The Oxford Review actively supports the work of a series of charities. We provide all of our services and additional research and consultancy work free to these amazing causes. This isn’t hands off stuff. We also help on the ground. We have along history of active help, particularly in Africa.
Stimulating solutions is a not-for profit NGO based in Durban, South Africa that helps to equip and training anyone involved in child care (orphanages etc) in areas of high depravation. For example they help to provide training, guidance, equipment and buildings in areas like the Valley of a Thousand Hills just outside Durban. This area has a very high (over 70%) HIV infection rate and the orphanages are full to overflowing.
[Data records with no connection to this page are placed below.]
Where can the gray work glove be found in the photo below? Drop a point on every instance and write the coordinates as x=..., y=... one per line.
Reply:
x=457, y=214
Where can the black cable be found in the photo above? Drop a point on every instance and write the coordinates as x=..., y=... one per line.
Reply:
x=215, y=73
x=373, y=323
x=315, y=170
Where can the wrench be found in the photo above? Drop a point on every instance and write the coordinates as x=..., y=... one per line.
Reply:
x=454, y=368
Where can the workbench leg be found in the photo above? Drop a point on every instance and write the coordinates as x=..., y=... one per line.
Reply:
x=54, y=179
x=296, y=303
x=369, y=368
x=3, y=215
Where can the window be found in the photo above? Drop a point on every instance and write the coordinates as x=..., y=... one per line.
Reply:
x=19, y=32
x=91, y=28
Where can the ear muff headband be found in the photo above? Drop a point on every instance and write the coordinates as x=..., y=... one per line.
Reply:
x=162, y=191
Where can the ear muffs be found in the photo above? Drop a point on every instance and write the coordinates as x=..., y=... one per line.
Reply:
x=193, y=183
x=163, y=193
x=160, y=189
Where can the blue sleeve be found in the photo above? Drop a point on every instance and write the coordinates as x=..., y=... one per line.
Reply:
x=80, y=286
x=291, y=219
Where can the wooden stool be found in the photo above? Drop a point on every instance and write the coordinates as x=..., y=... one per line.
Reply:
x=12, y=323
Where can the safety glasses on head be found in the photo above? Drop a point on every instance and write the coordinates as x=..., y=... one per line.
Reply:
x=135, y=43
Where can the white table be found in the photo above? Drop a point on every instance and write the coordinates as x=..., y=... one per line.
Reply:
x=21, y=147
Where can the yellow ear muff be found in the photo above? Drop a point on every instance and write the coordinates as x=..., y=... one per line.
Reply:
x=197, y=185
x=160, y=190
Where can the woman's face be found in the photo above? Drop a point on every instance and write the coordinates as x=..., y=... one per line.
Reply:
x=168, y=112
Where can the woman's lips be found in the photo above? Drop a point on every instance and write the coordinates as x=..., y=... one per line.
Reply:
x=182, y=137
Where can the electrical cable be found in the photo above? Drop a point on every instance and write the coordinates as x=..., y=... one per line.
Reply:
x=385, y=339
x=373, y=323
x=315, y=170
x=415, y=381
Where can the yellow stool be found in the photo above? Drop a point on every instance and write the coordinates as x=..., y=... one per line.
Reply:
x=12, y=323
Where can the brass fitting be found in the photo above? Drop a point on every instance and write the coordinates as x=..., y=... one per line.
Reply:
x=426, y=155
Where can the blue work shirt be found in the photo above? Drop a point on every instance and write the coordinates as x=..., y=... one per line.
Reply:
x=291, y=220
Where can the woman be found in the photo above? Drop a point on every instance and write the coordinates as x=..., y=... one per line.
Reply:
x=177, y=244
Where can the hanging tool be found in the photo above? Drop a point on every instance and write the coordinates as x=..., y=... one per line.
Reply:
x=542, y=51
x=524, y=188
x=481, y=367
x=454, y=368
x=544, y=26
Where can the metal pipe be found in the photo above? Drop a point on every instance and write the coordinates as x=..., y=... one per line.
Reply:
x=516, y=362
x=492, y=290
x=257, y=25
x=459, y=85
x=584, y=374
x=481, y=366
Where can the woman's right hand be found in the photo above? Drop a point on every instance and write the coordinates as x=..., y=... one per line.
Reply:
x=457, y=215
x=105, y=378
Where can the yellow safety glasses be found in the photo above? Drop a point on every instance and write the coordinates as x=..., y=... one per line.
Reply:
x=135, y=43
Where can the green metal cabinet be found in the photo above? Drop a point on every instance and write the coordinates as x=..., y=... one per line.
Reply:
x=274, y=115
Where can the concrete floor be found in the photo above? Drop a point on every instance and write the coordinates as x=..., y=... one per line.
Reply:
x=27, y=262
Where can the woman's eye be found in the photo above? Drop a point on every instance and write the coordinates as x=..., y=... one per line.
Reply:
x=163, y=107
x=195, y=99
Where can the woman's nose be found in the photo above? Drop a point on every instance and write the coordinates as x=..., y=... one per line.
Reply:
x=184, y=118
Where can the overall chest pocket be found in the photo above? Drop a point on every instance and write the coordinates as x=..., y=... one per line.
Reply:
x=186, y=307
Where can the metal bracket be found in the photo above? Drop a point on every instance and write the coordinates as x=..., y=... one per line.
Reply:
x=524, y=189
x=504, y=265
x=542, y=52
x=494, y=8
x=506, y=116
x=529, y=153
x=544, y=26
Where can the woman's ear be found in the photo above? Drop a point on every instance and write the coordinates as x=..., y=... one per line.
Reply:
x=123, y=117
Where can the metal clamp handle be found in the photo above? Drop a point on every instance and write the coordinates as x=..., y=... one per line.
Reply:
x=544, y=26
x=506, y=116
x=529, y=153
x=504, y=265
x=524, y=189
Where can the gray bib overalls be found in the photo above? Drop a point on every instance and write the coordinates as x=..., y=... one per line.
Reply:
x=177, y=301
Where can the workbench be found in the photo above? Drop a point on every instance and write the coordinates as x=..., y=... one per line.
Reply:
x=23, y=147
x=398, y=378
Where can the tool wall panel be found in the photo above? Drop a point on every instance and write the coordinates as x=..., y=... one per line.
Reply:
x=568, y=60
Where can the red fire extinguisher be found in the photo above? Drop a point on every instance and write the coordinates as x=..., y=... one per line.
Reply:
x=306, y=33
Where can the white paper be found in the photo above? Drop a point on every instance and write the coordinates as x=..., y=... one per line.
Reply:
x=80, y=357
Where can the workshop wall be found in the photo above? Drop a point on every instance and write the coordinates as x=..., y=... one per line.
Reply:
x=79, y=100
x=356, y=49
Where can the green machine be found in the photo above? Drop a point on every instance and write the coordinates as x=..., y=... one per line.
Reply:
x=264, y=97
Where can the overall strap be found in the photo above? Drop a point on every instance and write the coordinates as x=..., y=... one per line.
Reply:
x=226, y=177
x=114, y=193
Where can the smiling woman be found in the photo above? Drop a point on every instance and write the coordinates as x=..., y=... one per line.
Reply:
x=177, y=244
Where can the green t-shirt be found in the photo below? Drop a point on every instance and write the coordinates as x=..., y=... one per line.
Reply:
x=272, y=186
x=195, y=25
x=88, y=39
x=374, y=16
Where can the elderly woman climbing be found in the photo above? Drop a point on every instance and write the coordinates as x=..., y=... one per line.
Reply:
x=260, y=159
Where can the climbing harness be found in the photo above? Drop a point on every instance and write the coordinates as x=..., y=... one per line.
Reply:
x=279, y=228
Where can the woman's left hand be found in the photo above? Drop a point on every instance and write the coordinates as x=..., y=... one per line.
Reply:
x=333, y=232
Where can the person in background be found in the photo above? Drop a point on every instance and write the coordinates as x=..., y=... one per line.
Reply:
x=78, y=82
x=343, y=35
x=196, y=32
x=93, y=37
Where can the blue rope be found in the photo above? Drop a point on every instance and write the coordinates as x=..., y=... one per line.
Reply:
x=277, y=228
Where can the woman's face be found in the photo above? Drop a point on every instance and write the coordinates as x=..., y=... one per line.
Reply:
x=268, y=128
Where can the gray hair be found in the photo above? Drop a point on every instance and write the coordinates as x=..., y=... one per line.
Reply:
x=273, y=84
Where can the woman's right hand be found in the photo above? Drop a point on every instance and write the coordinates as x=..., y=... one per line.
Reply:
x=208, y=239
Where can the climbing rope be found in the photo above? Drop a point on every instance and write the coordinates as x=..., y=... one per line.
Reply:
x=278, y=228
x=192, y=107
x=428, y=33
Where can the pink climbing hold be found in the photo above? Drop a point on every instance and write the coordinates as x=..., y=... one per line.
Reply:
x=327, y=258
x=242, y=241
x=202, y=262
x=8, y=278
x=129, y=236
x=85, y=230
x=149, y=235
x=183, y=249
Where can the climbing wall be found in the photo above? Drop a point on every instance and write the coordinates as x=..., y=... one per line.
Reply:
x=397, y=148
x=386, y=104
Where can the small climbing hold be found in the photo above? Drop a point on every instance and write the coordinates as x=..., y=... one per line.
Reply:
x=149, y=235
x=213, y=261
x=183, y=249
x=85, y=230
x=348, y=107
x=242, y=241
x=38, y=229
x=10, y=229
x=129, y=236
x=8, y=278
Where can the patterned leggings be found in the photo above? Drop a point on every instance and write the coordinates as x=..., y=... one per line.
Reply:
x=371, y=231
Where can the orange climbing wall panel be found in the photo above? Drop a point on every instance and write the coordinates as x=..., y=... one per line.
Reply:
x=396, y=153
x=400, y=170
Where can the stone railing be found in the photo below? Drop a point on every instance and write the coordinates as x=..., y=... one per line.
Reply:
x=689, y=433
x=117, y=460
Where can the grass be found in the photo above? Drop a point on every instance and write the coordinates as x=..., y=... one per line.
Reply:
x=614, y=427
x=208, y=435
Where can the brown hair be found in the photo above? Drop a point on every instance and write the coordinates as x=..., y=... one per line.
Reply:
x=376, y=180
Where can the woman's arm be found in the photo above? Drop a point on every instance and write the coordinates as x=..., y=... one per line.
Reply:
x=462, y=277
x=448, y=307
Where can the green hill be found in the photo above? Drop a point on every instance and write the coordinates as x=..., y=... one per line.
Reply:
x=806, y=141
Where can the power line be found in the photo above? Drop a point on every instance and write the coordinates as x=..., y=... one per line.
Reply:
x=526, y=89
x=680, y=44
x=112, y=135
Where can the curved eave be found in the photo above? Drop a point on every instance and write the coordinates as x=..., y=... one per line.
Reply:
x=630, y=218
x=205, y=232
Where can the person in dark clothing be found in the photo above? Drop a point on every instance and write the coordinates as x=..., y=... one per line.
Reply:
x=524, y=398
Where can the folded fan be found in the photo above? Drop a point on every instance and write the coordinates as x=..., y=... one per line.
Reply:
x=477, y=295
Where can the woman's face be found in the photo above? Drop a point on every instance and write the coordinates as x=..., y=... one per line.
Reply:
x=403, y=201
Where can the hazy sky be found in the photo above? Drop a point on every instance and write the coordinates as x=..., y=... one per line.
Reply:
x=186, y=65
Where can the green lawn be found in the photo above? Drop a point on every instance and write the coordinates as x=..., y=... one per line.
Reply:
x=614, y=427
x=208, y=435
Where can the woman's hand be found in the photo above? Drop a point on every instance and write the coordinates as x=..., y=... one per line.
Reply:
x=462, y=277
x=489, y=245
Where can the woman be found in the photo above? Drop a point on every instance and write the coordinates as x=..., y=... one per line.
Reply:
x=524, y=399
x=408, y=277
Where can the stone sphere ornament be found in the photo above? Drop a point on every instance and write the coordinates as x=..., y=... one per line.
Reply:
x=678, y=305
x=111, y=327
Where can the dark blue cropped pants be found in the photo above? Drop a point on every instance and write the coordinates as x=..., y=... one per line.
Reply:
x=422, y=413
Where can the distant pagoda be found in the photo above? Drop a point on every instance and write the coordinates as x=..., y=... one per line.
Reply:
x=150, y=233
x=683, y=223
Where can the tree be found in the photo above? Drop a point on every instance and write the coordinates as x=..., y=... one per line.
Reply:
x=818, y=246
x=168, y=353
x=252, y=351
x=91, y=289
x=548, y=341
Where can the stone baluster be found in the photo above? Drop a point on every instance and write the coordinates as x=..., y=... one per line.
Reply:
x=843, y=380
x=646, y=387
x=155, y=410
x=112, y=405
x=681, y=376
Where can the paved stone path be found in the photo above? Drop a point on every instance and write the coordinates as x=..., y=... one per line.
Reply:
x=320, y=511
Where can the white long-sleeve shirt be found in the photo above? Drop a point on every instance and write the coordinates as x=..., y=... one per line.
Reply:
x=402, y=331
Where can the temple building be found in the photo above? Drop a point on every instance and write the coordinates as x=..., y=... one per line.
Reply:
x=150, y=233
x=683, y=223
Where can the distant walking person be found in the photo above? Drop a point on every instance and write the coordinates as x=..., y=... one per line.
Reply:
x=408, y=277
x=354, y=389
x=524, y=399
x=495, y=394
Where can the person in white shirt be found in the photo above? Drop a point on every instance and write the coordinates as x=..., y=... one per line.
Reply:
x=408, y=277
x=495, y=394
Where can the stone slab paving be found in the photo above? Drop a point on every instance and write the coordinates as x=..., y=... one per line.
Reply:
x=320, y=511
Consequently the children receive very little personal attention as the staff are few and largely untrained. As a result of the lack of adult contact the children in the orphanages do not get nor do they develop the levels of emotional intelligence and emotional literacy children raised in families do. A recent study found that children deprived of the emotional building blocks for emotional intelligence and empathy have a significantly higher chance of becoming engaged in crime and in particular violent crime.
This work Stimulating Solutions is doing is vital not just for the children and their carers but also society at large and needs our support.
Some 250 million children are confronted every day with the horrors of war.
When war sweeps through a child’s life, it can have devastating effects. As a result of armed conflict, children and young people often become anxious, depressed and withdrawn, or rebellious and aggressive. In order to overcome these effects of war, War Child provides children and young people with psychosocial support, education and protection.
Warchild’s Approach
War Child encourages children and young people to play an active role in shaping their own future. Children and young people are creative and have the skills to shape their lives and cope with adversity, even when they have experienced armed conflict. In War Child’s projects, children and young people use creativity as a tool to cope with the effects of armed conflict.
Warchild is a dutch charity that does much needed work.